Staff recognised as dedicated outstanding mentors
Professor John Provis, Dr Nicola Morley and Dr Gwen Reilly have been recognised as outstanding mentors in the university-wide Researcher Mentoring Programme.
Volunteering their time to the programme, all three academic staff support research associates, assistants, and fellows in the Department, over a 6-month period. They help early career researchers to
take control of their career through established mentoring and coaching techniques.
The Researcher Mentoring Programme, designed and developed by Dr Kay Guccione, provides coaching and mentoring training to over 150+ academic staff, to equip them with the right skills and knowledge to become a mentor. The programme not only supports the research mentees, in taking control of their careers, but also helps to develop the mentor’s capacity as a supervisor, line manager and colleague.
Evaluation of the programme shows that mentoring helps:
- to have dedicated time to focus on your professional development and career plan
- to understand the options for your next move and make active choices
- to find new ways to build constructive working relationships and be listened to, improving your confidence and motivation
- to raise your profile in academia or in a new field
As a way of understanding the impact of the programme, Dr Kay Guccione collates feedback from outgoing mentees in regards to their mentor; if they were able to make a 'significant transition in knowledge, work, or thinking’. All three materials staff were recognised for their mentoring skills, expertise and good citizenship.
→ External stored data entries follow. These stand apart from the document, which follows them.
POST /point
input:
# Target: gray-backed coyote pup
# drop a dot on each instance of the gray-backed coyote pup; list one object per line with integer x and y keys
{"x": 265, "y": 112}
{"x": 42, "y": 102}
|Professor Provis' Feedback||
"Conversations with John have always been informative and relaxed. After each meeting I felt I have a plan, and I really did. We managed to speak about academic life in a way that made me feel part of it and able to make fun of it while fighting to escalate the career ladder."
|Dr Morley's Feedback||
"Thanks to the mentoring program I feel much more motivated at work and I see solutions to issues easier than before. Also, my mentor is very empathetic so that helps me to feel more confident and I see more alternatives and ways to develop. She is also very inspiring, as she manages to grow in her career but also she keeps a personal life balance, so actually meeting someone with similar thoughts is really encouraging."
|Dr Reilly's Feedback||
"I needed to talk about alternative options to a fellowship in case I did not get mine and my mentor introduced me to the world of lectureship. This reduced the amount of stress I was under always thinking that taking the fellowship route was the only choice. And it also showed me that becoming a lecturer has many rewarding sides to it that being on a fellowship would not provide such as teaching. This has made a real difference to me and my view of the academic world."